— Да кто бы спорил! — в сердцах воскликнул Карлуччи, — но они-то этого напрочь не желают понимать! Президент вообще поначалу подвергал Тернера настоящим допросам, влезая в совершенно ненужные мелочи. А Збиг хочет иметь дело с сырым необработанным материалом…
Колби усмехнулся:
— Ошибки начинающих. Я тут слышал, адмирала уже почти отлучили от Президента?
— Да, — подтвердил Карлуччи и безнадежно махнул рукой, — сначала он ходил на доклад через день, потом — раз в неделю, а сейчас — вообще два раза в месяц. Зато Збиг уверен, что ЦРУ должно работать только на него.
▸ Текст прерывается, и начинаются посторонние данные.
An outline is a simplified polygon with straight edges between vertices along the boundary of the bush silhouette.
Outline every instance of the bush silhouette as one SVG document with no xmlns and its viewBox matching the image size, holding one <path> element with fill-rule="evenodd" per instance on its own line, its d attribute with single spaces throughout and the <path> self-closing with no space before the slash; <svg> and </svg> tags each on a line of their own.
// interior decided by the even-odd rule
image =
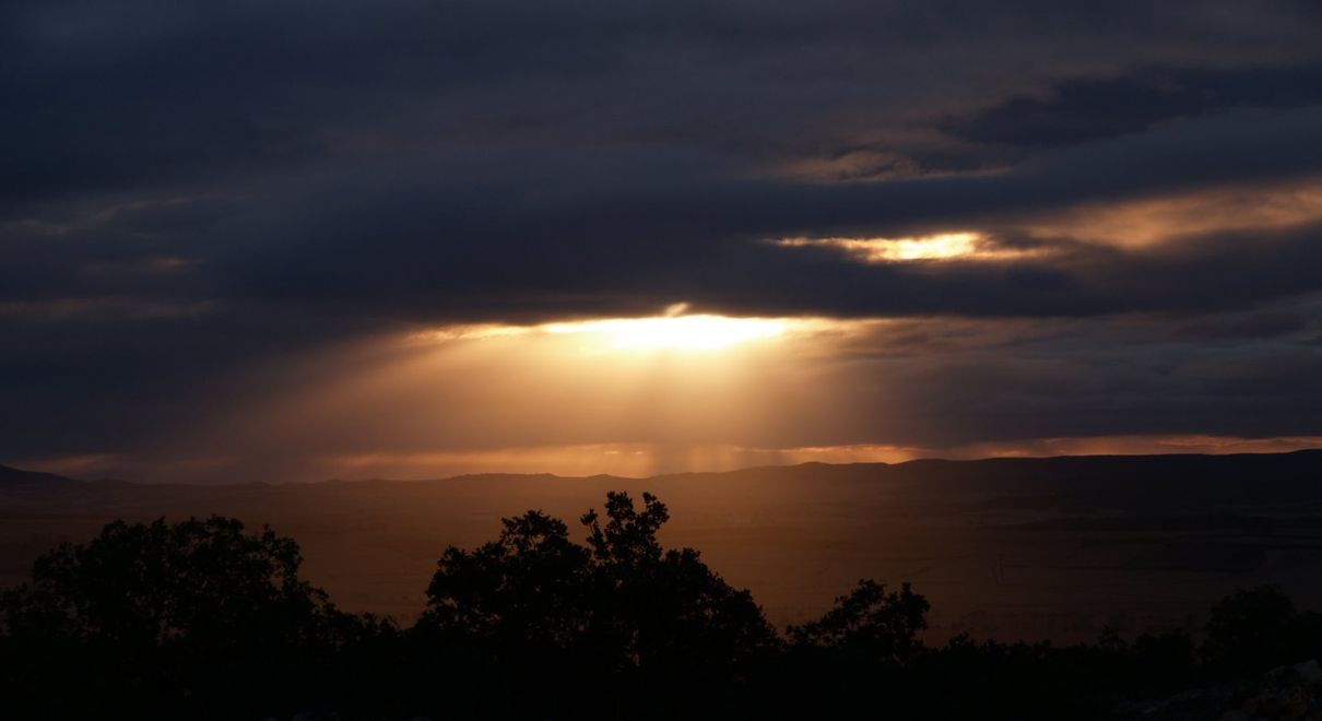
<svg viewBox="0 0 1322 721">
<path fill-rule="evenodd" d="M 502 680 L 483 687 L 527 689 L 516 714 L 613 716 L 628 704 L 639 717 L 732 693 L 780 643 L 751 594 L 698 552 L 661 548 L 669 515 L 654 496 L 639 509 L 612 492 L 604 512 L 583 516 L 586 546 L 534 511 L 505 519 L 497 541 L 447 549 L 418 634 Z"/>
<path fill-rule="evenodd" d="M 530 511 L 447 548 L 407 630 L 337 611 L 270 529 L 116 521 L 0 594 L 0 716 L 1113 718 L 1322 650 L 1322 616 L 1274 586 L 1222 601 L 1200 643 L 932 647 L 927 599 L 871 579 L 781 636 L 697 550 L 664 548 L 669 512 L 641 501 L 608 493 L 582 542 Z"/>
<path fill-rule="evenodd" d="M 0 597 L 11 701 L 52 717 L 297 710 L 292 697 L 357 623 L 299 578 L 300 562 L 291 538 L 222 517 L 116 521 L 63 544 Z M 89 692 L 65 692 L 79 684 Z"/>
</svg>

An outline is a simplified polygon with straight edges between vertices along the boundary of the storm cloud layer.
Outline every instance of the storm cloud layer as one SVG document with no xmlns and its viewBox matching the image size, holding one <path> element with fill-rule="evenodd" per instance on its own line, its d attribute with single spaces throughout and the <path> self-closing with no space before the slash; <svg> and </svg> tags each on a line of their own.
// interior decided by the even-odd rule
<svg viewBox="0 0 1322 721">
<path fill-rule="evenodd" d="M 787 388 L 812 422 L 677 442 L 1322 435 L 1319 38 L 1303 0 L 5 3 L 0 462 L 649 441 L 190 430 L 379 339 L 676 303 L 886 321 Z M 943 233 L 1017 254 L 816 242 Z"/>
</svg>

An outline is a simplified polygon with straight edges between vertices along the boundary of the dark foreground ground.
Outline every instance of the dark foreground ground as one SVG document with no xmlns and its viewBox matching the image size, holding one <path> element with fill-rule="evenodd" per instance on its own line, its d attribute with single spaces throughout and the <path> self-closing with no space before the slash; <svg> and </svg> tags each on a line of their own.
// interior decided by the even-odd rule
<svg viewBox="0 0 1322 721">
<path fill-rule="evenodd" d="M 658 495 L 673 517 L 662 541 L 701 549 L 777 626 L 821 615 L 862 577 L 911 581 L 932 603 L 933 642 L 1194 627 L 1269 582 L 1322 609 L 1322 451 L 223 487 L 5 468 L 0 586 L 114 519 L 221 513 L 296 538 L 304 575 L 341 607 L 411 623 L 447 545 L 488 541 L 500 517 L 534 508 L 576 529 L 607 489 Z"/>
</svg>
С Сенатом, сам знаешь, отношения у нас так себе, с АНБ в лучшем случае пакт о ненападении. Когда тут о стратегических вещах думать?
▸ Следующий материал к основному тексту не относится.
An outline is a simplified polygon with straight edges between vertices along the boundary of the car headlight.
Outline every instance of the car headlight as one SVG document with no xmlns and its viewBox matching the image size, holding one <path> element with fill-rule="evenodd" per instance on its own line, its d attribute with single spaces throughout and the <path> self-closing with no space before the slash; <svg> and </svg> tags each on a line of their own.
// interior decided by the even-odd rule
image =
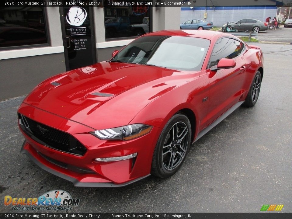
<svg viewBox="0 0 292 219">
<path fill-rule="evenodd" d="M 148 133 L 152 127 L 141 124 L 128 125 L 112 128 L 96 130 L 90 133 L 102 140 L 130 140 Z"/>
</svg>

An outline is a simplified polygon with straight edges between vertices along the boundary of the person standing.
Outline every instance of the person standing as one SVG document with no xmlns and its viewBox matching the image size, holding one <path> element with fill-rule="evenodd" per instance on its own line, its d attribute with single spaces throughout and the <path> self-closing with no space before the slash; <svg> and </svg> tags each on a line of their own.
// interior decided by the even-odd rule
<svg viewBox="0 0 292 219">
<path fill-rule="evenodd" d="M 266 19 L 266 22 L 268 24 L 268 29 L 269 29 L 271 23 L 270 23 L 270 19 L 271 19 L 270 17 L 268 17 Z"/>
</svg>

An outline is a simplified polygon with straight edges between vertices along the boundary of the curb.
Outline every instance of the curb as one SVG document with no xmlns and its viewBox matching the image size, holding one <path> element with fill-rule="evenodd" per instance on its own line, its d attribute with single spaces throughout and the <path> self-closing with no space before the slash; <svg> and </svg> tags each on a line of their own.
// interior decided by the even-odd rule
<svg viewBox="0 0 292 219">
<path fill-rule="evenodd" d="M 287 44 L 287 45 L 292 44 L 292 43 L 285 43 L 284 42 L 270 42 L 269 41 L 261 41 L 259 40 L 259 43 L 265 43 L 269 44 Z"/>
</svg>

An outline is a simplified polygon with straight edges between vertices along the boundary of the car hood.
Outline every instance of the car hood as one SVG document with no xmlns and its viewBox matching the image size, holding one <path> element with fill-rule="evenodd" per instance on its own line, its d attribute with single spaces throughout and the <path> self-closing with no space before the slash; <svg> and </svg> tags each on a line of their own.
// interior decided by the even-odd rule
<svg viewBox="0 0 292 219">
<path fill-rule="evenodd" d="M 153 66 L 104 62 L 51 78 L 24 103 L 96 129 L 127 124 L 150 102 L 191 74 Z"/>
</svg>

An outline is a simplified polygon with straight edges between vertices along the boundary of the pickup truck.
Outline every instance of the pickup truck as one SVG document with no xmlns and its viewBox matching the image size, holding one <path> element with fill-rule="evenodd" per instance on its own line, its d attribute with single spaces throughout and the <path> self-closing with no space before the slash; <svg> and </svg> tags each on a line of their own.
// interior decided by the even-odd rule
<svg viewBox="0 0 292 219">
<path fill-rule="evenodd" d="M 129 25 L 129 28 L 135 36 L 140 36 L 149 33 L 149 18 L 143 19 L 142 23 Z"/>
<path fill-rule="evenodd" d="M 113 38 L 130 35 L 129 25 L 141 23 L 142 19 L 139 17 L 118 17 L 116 22 L 105 24 L 107 37 Z"/>
</svg>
— На наше счастье, — Бросс решительно пресек жалобы Фрэнка, — у русских тоже не все слава богу. Им не удалось сохранить богатейший материал, доставшийся от Второй Мировой. Они, правда, подхватили немало от нас. А потом пришел Андропов, он цепко ухватился за новый инструментарий, но все это… неустойчиво. Даже если представить себе, что он станет Генсеком — роль его при этом станет весомее, но, превратившись в публичную фигуру, он потеряет куда больше. И вот этот "ленинградский феномен" — это ведь маркер того, что у них внутри, в самом их ядре что-то очень серьезное пошло в разнос. Вот это важно в первую очередь, а не то, что именно вырывается из-за этого наружу.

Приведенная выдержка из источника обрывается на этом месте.